「夜中に目が覚めると、不安が押し寄せて眠れない」「明日の予定が頭の中で渋滞して落ち着かない」「胸のざわつきが止まらない」——40〜50代の女性から、こうしたご相談を多くいただきます。
実はこの「なんとなく不安」「心のざわつき」は、更年期女性の多くが経験する代表的な症状の一つ。女性ホルモン(エストロゲン)の減少が、脳の情動や自律神経の働きに影響を及ぼし、脅威への反応が過敏になることで起こります。「気の弱さ」や「性格」の問題ではなく、ホルモン変化による生理的な反応です。一人で抱え込まず、専門医のサポートを受けることで症状の緩和が期待できます。
ビバエルの更年期オンライン診療では、5つのアプローチで「不安感」に対応します:
- ホルモン補充療法(HRT):エストロゲンを補い、更年期の気分の落ち込み・睡眠の質の変化・不安の緩和が期待できる代表的な治療
- 漢方薬:加味逍遙散・柴胡加竜骨牡蛎湯・半夏厚朴湯など、体質と情動のバランスに合わせた処方で、ゆらがない体質へ
- 栄養行動療法:ビバエル独自の「栄養行動学(Behavioral Nutrition)」プログラム。食事記録アプリでのセルフモニタリング + 月1回50分のフィードバックセッションで、脳の材料となる栄養(鉄・タンパク質・ビタミンB群)を整える
- 看護カウンセリング:認知行動療法(CBT)に基づく40分の対話で、「完璧にやらなければ」「今すぐ考えなければ」といった思考の癖を一緒に整理
- 抗不安薬・睡眠薬・抗うつ剤:症状の重症度や日常生活への影響度に応じた短期処方も選択肢に。長期の依存性や副作用に配慮しつつ、必要最低限の使用を心がけます
更年期専門 高宮城直子医師のコメント
更年期の不安感は、単なる「気の持ちよう」ではありません。女性ホルモンの減少に伴い、情動や自律神経を司る脳の働きが過敏になり、些細な出来事にも反応しやすくなります。

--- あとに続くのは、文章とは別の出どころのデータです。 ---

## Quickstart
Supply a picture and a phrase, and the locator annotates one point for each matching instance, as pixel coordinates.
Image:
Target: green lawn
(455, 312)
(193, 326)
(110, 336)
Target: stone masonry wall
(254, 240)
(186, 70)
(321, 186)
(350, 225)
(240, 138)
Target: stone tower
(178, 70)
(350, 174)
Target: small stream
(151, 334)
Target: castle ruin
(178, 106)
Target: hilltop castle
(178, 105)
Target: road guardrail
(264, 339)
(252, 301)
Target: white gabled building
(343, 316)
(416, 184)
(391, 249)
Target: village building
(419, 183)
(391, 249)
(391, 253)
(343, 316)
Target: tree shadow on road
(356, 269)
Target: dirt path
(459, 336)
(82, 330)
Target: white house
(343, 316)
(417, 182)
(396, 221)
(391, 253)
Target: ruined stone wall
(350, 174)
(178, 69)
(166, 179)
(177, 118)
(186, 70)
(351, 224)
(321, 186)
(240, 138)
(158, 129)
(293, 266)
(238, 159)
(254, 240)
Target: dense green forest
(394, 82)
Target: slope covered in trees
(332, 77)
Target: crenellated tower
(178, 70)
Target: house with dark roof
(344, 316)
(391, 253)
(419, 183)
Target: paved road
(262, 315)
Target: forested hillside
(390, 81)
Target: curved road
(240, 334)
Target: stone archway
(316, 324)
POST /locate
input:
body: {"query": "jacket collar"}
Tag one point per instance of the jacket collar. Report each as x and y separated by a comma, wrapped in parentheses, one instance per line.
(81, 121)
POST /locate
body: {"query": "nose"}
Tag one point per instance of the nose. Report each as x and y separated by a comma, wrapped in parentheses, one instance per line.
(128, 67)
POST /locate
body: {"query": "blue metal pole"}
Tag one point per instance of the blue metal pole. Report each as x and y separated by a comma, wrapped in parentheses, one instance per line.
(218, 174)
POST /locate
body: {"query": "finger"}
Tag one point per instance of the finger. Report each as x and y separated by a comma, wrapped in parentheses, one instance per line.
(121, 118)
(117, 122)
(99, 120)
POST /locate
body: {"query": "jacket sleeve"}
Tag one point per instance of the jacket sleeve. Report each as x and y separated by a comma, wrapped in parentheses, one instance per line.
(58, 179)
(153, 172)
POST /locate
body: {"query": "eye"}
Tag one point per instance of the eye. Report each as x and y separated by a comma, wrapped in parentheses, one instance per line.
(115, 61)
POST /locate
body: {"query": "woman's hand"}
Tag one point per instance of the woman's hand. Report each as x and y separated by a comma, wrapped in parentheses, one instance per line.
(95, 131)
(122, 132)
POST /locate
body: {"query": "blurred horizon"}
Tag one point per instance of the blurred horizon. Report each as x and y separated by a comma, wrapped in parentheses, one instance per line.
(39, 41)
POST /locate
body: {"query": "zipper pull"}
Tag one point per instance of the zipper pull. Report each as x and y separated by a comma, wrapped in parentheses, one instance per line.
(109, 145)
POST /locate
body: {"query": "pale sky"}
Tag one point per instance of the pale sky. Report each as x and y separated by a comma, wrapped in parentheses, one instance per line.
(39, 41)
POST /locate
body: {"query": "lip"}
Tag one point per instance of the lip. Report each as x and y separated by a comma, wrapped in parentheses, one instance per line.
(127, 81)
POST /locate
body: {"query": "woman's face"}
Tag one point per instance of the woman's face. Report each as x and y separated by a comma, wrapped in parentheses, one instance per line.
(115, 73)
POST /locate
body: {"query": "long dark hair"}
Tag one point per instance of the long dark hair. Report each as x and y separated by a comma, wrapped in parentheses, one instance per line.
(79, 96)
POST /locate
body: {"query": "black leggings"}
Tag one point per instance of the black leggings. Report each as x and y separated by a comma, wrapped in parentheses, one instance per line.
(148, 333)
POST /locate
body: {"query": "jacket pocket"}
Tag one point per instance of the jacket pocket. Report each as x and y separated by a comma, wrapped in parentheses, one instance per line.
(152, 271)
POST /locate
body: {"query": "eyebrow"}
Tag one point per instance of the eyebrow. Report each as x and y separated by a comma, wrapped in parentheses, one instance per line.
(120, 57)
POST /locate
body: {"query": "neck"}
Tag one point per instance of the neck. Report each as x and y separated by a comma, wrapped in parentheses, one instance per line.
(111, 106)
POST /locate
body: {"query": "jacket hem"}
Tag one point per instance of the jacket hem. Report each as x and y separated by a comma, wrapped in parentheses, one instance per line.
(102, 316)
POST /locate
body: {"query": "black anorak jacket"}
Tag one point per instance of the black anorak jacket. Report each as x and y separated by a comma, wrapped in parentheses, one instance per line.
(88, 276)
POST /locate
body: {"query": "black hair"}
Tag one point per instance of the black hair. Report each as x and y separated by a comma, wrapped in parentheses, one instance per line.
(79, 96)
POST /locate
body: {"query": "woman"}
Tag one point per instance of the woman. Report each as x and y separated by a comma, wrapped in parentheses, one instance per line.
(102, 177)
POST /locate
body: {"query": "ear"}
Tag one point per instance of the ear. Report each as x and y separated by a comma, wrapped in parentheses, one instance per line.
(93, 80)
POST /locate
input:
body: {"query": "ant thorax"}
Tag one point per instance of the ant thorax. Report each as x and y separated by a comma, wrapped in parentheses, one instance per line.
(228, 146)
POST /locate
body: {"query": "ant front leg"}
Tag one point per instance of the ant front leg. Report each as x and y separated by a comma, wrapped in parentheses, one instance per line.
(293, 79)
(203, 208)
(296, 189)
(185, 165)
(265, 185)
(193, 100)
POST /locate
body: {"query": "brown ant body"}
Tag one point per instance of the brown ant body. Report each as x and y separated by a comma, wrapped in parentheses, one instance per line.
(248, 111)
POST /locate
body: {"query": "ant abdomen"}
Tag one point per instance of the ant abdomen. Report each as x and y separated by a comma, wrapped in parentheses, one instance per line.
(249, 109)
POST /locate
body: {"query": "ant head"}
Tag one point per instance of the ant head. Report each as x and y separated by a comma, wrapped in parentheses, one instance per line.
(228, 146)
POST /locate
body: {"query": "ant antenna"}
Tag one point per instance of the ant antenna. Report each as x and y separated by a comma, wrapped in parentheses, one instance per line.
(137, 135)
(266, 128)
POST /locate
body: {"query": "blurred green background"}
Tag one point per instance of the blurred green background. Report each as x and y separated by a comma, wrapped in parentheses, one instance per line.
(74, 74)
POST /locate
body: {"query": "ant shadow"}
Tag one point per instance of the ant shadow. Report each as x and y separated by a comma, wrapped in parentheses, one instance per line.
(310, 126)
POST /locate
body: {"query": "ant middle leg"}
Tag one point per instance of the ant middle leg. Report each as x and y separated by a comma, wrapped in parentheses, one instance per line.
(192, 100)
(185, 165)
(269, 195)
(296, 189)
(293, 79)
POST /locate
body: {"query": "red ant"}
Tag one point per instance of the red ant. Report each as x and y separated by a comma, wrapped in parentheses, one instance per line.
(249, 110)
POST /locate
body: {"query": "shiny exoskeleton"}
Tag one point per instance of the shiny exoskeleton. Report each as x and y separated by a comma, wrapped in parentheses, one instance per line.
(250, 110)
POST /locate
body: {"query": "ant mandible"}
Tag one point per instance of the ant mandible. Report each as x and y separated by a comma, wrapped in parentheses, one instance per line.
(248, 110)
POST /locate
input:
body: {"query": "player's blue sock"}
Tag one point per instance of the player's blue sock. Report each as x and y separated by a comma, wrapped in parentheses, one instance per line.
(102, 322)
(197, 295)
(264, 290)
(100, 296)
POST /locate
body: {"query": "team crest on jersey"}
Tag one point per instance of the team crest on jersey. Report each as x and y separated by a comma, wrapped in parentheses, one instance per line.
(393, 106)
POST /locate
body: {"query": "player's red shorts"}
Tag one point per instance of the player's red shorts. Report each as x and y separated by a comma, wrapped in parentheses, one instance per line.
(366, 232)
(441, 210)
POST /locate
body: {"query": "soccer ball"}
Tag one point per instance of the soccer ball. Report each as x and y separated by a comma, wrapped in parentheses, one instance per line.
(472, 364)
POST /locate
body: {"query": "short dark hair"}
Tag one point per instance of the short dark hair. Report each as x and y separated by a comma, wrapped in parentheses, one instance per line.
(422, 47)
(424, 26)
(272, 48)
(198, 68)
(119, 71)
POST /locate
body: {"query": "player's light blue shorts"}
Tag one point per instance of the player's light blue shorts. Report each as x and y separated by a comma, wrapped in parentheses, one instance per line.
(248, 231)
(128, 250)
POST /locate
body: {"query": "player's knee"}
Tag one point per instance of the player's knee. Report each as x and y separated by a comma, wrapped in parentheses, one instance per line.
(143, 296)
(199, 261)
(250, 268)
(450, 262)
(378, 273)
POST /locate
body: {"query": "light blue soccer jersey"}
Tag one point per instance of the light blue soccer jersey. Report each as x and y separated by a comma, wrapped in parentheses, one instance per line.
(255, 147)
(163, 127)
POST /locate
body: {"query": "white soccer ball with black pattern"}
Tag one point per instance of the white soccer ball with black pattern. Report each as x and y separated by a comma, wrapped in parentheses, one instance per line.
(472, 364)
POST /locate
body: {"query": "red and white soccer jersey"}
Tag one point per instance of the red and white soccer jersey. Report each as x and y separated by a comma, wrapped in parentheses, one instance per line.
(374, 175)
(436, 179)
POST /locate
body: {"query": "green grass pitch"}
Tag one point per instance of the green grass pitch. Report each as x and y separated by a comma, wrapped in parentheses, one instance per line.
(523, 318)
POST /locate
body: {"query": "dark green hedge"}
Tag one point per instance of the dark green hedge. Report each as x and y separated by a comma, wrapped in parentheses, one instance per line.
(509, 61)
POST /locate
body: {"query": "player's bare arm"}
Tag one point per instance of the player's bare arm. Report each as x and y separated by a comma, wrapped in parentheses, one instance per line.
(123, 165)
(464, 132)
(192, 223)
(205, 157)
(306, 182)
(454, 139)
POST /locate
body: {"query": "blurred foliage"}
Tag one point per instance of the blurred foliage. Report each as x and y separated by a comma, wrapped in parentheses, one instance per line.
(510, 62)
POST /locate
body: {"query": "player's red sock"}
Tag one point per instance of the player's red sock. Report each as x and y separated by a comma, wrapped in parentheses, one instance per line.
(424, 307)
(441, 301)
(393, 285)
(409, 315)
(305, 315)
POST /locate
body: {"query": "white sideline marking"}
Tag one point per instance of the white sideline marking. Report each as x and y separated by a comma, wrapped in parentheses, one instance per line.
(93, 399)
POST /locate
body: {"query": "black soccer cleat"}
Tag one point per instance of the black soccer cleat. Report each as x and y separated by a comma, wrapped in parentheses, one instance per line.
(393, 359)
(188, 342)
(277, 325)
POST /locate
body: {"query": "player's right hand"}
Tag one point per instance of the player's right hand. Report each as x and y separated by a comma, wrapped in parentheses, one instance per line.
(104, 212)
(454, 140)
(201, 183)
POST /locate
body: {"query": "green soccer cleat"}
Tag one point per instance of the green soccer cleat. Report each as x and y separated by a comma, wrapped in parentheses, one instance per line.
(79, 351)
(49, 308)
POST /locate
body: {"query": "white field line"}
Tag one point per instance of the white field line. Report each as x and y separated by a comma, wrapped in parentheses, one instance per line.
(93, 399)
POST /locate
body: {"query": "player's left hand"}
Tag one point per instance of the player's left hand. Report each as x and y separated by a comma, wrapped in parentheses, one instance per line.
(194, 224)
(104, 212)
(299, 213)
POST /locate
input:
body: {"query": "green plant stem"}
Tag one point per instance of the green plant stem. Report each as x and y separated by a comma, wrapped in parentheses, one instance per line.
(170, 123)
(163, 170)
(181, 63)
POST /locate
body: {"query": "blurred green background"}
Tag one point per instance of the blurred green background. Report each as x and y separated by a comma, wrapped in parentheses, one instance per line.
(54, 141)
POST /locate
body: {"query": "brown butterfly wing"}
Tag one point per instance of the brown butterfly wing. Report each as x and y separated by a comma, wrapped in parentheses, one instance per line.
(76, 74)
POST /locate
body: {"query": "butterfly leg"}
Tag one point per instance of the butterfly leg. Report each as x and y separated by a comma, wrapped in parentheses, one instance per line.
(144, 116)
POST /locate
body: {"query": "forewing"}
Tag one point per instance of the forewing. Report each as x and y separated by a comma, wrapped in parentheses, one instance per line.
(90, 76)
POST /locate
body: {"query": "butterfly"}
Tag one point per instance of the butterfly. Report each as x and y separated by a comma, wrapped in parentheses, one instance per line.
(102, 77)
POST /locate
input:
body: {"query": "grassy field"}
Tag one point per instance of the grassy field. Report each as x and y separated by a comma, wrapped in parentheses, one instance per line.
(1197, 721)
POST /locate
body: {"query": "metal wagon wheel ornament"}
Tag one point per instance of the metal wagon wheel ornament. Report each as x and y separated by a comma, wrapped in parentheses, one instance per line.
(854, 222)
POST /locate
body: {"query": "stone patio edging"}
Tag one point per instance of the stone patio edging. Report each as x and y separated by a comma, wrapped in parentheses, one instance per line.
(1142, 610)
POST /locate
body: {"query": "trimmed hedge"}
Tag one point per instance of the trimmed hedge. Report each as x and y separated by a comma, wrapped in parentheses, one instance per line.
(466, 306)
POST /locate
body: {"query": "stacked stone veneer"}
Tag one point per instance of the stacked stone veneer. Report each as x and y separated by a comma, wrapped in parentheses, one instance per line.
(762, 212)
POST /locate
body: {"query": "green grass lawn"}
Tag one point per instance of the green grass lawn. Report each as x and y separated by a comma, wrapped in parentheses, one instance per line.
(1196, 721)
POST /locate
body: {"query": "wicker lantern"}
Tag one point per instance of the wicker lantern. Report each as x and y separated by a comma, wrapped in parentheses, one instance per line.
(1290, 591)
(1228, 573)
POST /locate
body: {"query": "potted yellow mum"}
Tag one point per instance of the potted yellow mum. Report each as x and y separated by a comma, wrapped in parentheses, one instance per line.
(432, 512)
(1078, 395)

そのため、ホルモン補充療法(HRT)や漢方薬によって、脳の過敏さを整えることで、不安の緩和が期待できます。必要に応じて、認知行動療法(CBT)ベースのカウンセリングを組み合わせ、思考の癖・生活の負担にも一緒に向き合います。
診察ではまず、不安がいつ頃から始まったか、どんな場面で強まるか、睡眠の状態(寝つき・中途覚醒・早朝覚醒)、身体症状(動悸・胸のざわつき)との関連を丁寧に確認します。あわせて、更年期に伴う不安なのか、うつ病や不安障害・パニック障害などの一次性の症状なのかを見極めます。症状が強い場合や希死念慮がある場合は、精神科・心療内科と併走しながら進めます。
不安を強めてしまう背景として、貧血、甲状腺機能の異常、睡眠時無呼吸、栄養不足など、体調の影響が隠れていることもあります。そうした点も一緒に確認しながら、負担の少ない方法から段階的に整えていきます。
症状の重症度や日常生活への影響度に応じて、抗不安薬・睡眠薬・抗うつ剤の短期処方を行うこともあります。長期の依存性や副作用にも配慮しながら、必要最低限の使用を心がけます。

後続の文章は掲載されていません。